Bartlett Tells Democrats "Deficit Fears Exaggerated"


NCPA Senior Fellow Says Bush Deficits Will Have "Trivial Impact on Interest Rates"

WASHINGTON, D.C. (February 7, 2003) -- In testimony today before a joint hearing of the House and Senate Democratic Policy Committees, National Center for Policy Analysis (NCPA) Senior Fellow Bruce Bartlett refuted the argument that increased deficits would raise interest rates. The hearing, which only involved Democratic Members from the House and Senate, was designed to paint the Bush Administration's budget as fiscally irresponsible.

The following are excerpts from Bartlett's prepared testimony:

"...deficits are very exaggerated in terms of their economic impact. All things being equal, a rise in deficit spending will raise interest rates to some degree. However, all other things are not equal. ...simply saying deficits will raise interest rates tells us nothing about the order of magnitude. ...deficits have a very small - and much overrated - impact."

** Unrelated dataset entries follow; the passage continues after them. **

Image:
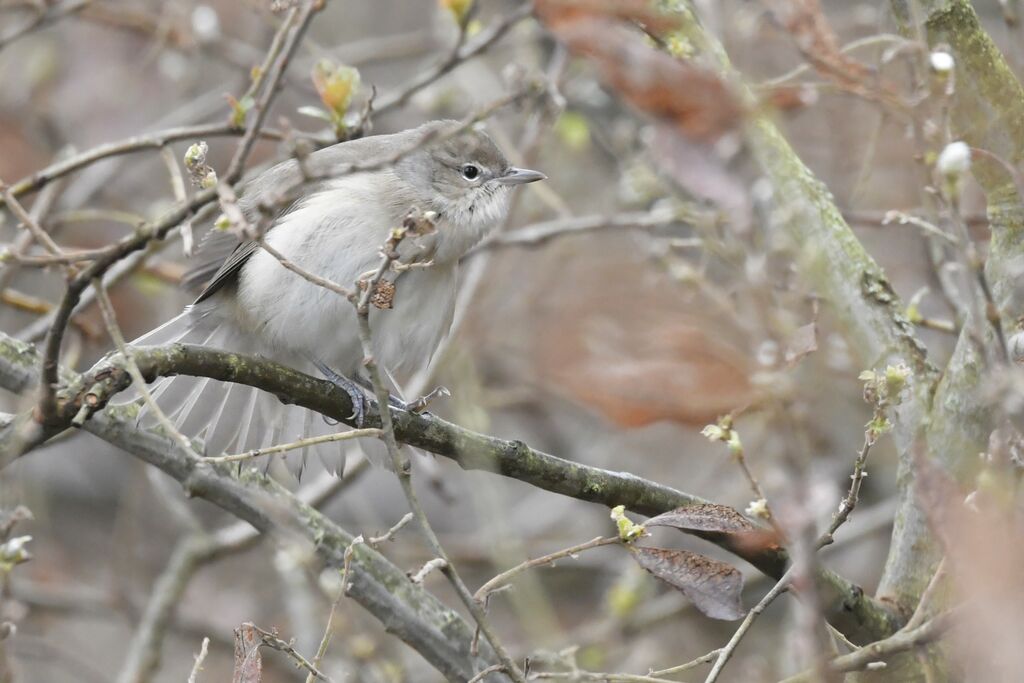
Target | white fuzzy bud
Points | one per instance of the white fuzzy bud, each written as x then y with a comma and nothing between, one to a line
206,24
954,160
941,62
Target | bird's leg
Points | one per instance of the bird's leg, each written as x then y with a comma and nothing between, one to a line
348,386
418,406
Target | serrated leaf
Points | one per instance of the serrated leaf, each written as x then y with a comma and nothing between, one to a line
713,587
704,517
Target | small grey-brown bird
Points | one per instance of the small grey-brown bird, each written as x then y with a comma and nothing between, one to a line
253,304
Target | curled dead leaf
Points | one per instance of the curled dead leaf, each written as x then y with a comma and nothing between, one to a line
704,517
694,99
714,587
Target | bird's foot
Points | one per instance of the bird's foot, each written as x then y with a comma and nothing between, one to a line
353,390
421,403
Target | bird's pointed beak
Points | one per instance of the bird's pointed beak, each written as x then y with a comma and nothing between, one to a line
519,176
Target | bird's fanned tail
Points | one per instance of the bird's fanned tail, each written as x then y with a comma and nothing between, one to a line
232,418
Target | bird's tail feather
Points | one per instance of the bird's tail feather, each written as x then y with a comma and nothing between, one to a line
232,418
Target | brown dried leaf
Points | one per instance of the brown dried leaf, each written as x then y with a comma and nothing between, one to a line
713,587
815,39
704,517
694,99
248,663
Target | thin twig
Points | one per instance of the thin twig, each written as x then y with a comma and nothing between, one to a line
178,189
375,541
692,664
284,47
901,641
918,617
41,237
155,140
430,565
847,505
200,658
111,321
402,467
271,640
462,52
493,669
539,233
301,443
723,656
48,14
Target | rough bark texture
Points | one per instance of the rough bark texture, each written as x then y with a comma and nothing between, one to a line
846,605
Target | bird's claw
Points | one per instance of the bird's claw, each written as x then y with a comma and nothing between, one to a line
353,390
421,403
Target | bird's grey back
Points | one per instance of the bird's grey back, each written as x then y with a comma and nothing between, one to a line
221,253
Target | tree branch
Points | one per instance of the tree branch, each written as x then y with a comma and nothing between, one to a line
846,601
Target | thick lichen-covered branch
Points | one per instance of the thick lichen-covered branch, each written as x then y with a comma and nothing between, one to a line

"Knowing with certainty how interest rates will move in the future is information upon which a great deal of money can be made very quickly. No one ever gets it right consistently. Certainly, any investor looking solely at federal borrowing ... would have lost his shirt over the last 20 years."

"In the 1980's, budget deficits rose to levels unprecedented in peacetime. Common sense would have indicated that interest rates would rise sharply. In fact, they fell sharply."

"I have trouble believing that the federal budget deficits projected by President Bush in his 2004 budget will have more than a trivial impact on interest rates. As a share of GDP, they will peak at a rate half as high as that achieved in the 1980s, and half that existing in Japan today, where interest rates are actually negative."

"Furthermore, many of the tax initiatives proposed by President Bush will unquestionably raise private saving by both households and businesses."

"...tax cuts of the sort that President Bush has proposed can be viewed as investments in our nation's productive capacity. I believe that they will pay dividends not only in terms of higher growth and living standards, but also in terms of federal revenue."